How to modify output from TFLite exported Yolov5s model to work with an android app built with kotlin?

Question

I want to load my TFLite exported Yolov5s model into my object detection android app. I followed this tutorial: https://www.youtube.com/watch?v=zs43IrWTzB0

However, my TFLite Yolov5 model outputs an array of shape [1, 25200, 9].

While, the expected output signature is the following 4 arrays: detection_boxes, detection_classes, detection_scores, and num_detections. According to https://www.tensorflow.org/lite/examples/object_detection/overview#output_signature.

How should I modify my code to make it loadable in this app?

This is the sample code my TF lite model provides:

val model = BestFp16.newInstance(context)
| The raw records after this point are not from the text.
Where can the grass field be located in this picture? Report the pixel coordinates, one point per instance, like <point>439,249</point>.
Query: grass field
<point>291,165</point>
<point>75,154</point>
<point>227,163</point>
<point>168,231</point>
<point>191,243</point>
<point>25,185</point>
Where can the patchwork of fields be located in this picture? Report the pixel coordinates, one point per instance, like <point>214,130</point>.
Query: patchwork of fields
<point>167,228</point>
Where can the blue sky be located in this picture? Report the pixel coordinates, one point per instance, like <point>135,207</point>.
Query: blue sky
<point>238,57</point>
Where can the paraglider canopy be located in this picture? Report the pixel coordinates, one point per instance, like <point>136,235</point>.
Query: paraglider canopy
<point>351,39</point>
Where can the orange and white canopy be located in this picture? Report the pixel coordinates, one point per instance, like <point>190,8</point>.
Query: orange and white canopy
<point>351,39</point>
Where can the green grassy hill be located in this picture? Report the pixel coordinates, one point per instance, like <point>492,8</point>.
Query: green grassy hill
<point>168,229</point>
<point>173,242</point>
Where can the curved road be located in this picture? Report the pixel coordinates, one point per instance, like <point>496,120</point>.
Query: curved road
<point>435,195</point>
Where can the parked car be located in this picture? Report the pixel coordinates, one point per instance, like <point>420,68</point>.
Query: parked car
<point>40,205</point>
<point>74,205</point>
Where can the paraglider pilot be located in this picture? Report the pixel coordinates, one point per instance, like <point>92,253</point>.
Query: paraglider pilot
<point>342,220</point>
// Creates inputs for reference.
val inputFeature0 = TensorBuffer.createFixedSize(intArrayOf(1, 640, 640, 3), DataType.FLOAT32)
inputFeature0.loadBuffer(byteBuffer)

// Runs model inference and gets result.
val outputs = model.process(inputFeature0)
val outputFeature0 = outputs.outputFeature0AsTensorBuffer

// Releases model resources if no longer used.
model.close()

This is my MainActivity.kt (the commented part is where I tried to draw the border but it end up drawing a static border on the top left side of the screen and the app crashes after a few seconds):

package com.example.sightfulkotlin

import  android.annotation.SuppressLint
import android.content.Context
import android.content.pm.PackageManager
import android.graphics.*
import android.hardware.camera2.CameraCaptureSession
import android.hardware.camera2.CameraDevice
import android.hardware.camera2.CameraManager
import android.os.Bundle
import android.os.Handler
import android.os.HandlerThread
import android.view.Surface
import android.view.TextureView
import android.widget.ImageView
import androidx.appcompat.app.AppCompatActivity
import androidx.core.content.ContextCompat
import com.example.sightfulkotlin.ml.BestFp16
import org.tensorflow.lite.DataType
import org.tensorflow.lite.support.common.FileUtil
import org.tensorflow.lite.support.image.ImageProcessor
import org.tensorflow.lite.support.image.TensorImage
import org.tensorflow.lite.support.image.ops.ResizeOp
import org.tensorflow.lite.support.tensorbuffer.TensorBuffer



class MainActivity : AppCompatActivity() {

    var colors = listOf(
        Color.BLUE, Color.GREEN, Color.RED, Color.CYAN, Color.GRAY, Color.BLACK, Color.DKGRAY, Color.MAGENTA, Color.YELLOW, Color.LTGRAY, Color.WHITE)
    val paint = Paint()
    private lateinit var labels:List<String>
    lateinit var bitmap: Bitmap
    lateinit var imageView: ImageView
    lateinit var cameraDevice: CameraDevice
    lateinit var handler: Handler
    private lateinit var cameraManager: CameraManager
    lateinit var textureView: TextureView
    lateinit var model: BestFp16

    override fun onCreate(savedInstanceState: Bundle?) {
        super.onCreate(savedInstanceState)
        setContentView(R.layout.activity_main)

        getPermission()

        labels = FileUtil.loadLabels(this, "labels.txt")
        model = BestFp16.newInstance(this)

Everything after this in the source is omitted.